The Sputnik V vaccine efficacy amounted to 92% (calculation based on the 20 confirmed COVID-19 cases split between vaccinated individuals and those who received the placebo). Currently 40,000 volunteers are taking part in double-blind, randomized, placebo-controlled Phase III of Sputnik V clinical trials, out of which over 20,000 have been vaccinated with the first dose of the vaccine and more than 16,000 with both the first and second doses of the vaccine.

Efficacy was demonstrated on the basis of a first interim analysis obtained 21 days after the first injection.

There were no unexpected adverse events during the trials. Monitoring of the participants is ongoing.

The world’s first registration of COVID-19 vaccine, done in Russia on the 11th of August under the emergency use authorization mechanism, enables the Russian Federation to administer the vaccine outside of the clinical trials to volunteers such as medics and other high-risk groups. Trials conducted under the civil use of the vaccine in Russia (not being a part of clinical trials) based on the monitoring of additional 10,000 vaccinated confirmed vaccine efficacy at a rate of over 90%.

The interim research data will be published by the Gamaleya Center team in one of the leading international peer-reviewed medical journals. Following the completion of Phase III clinical trials of the Sputnik V vaccine, Gamaleya Center will provide access to the full clinical trial report.

Currently Sputnik V Phase III clinical trials are approved and are undergoing in Belarus, UAE, Venezuela and other countries, as well as Phase II-III – in India.

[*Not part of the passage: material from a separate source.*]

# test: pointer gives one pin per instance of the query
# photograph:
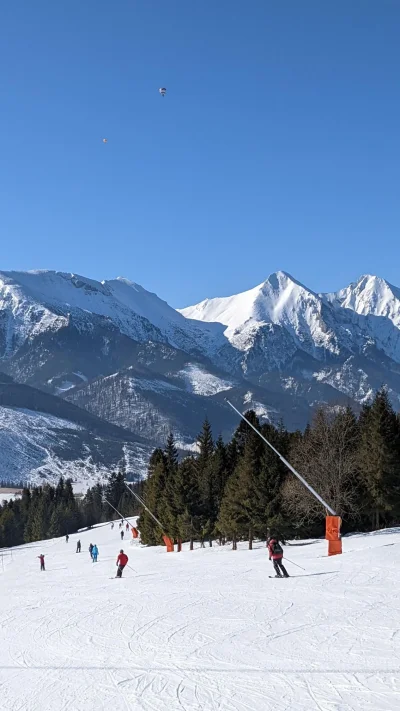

The Sputnik V vaccine is based on a well-studied human adenoviral vector platform that had proven safe and effective with no long-term side effects in more than 250 clinical trials globally conducted during the past two decades (while the history of use of human adenoviruses in vaccine development started in 1953). More than 100,000 people have received approved and registered drugs based on the human adenoviral vectors.

The uniqueness of the Russian vaccine is in using two different human adenoviral vectors that enable  to provide strong and long-term immune response after the second injection.

(J. Harris: Many or most American vaccine experts have serious reservations about this vaccine trial. We’ll see.)